The treatment of Kathy is certainly a highlight, if not the actively strongest part of Patrick, but this is in general a very well-made movie. I have mentioned that it is light on visual flourishes, but they do exist: there's a neon sign outside Patrick's room that is used sporadically to create bold swatches of red and blue, almost expressionistic in the way they privilege the creation of an emotion over anything else. It's one of the few ways in which Patrick tries to build any kind of foreboding atmosphere, but part of why it works is that it's so unusual, and that those moments, and Patrick's unreadable expression in those moments, thus seem to have more weight.

It is a bit on the long side, at 112 minutes, and with not all that many plot points to cover in that time; this is undoubtedly so it can create a slow burn while Kathy gets herself in over her head, but that's a tricky game to play when the audience does not merely suspect, but in fact knows outright  what's going on, and it doesn't help that things never actually speed up.
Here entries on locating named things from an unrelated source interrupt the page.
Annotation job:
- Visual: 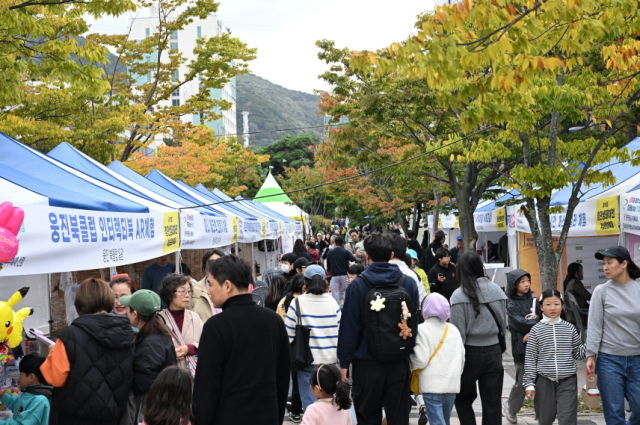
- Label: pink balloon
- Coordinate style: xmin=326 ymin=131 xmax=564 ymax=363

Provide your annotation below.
xmin=0 ymin=227 xmax=20 ymax=263
xmin=0 ymin=202 xmax=24 ymax=263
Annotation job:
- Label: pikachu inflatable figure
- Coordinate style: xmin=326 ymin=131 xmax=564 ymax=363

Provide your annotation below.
xmin=0 ymin=288 xmax=33 ymax=354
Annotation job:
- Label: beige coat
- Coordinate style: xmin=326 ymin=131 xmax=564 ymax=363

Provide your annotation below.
xmin=189 ymin=277 xmax=213 ymax=323
xmin=160 ymin=310 xmax=204 ymax=370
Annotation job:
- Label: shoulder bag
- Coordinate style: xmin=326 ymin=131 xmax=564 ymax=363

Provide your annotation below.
xmin=291 ymin=298 xmax=313 ymax=371
xmin=485 ymin=303 xmax=507 ymax=353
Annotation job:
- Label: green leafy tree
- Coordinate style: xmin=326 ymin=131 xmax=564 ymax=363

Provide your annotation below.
xmin=351 ymin=0 xmax=640 ymax=289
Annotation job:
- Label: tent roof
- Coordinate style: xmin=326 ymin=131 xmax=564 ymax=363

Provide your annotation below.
xmin=0 ymin=133 xmax=149 ymax=213
xmin=475 ymin=137 xmax=640 ymax=212
xmin=256 ymin=172 xmax=292 ymax=204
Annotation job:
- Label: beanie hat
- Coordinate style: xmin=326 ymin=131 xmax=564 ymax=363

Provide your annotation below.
xmin=422 ymin=292 xmax=451 ymax=322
She spends an awful lot of time trying to convince other people of Patrick's skills, in a series of scenes that mostly reiterate what we already know about how lousy everybody in her life is. Still, when a horror movie slows down to take time for character moments, and the main character can actually support that? That's when you know you have something rare and impressive and special, and for all that it's ultimately just a quick low-budget shocker, it's amazing how thoughtful Patrick manages to be.

Body Count: The ending is just ambiguous enough to put it in doubt, but the safe money is on 3, plus two frogs whose deaths appear to be somewhat less faked than I'm sure we'd all prefer.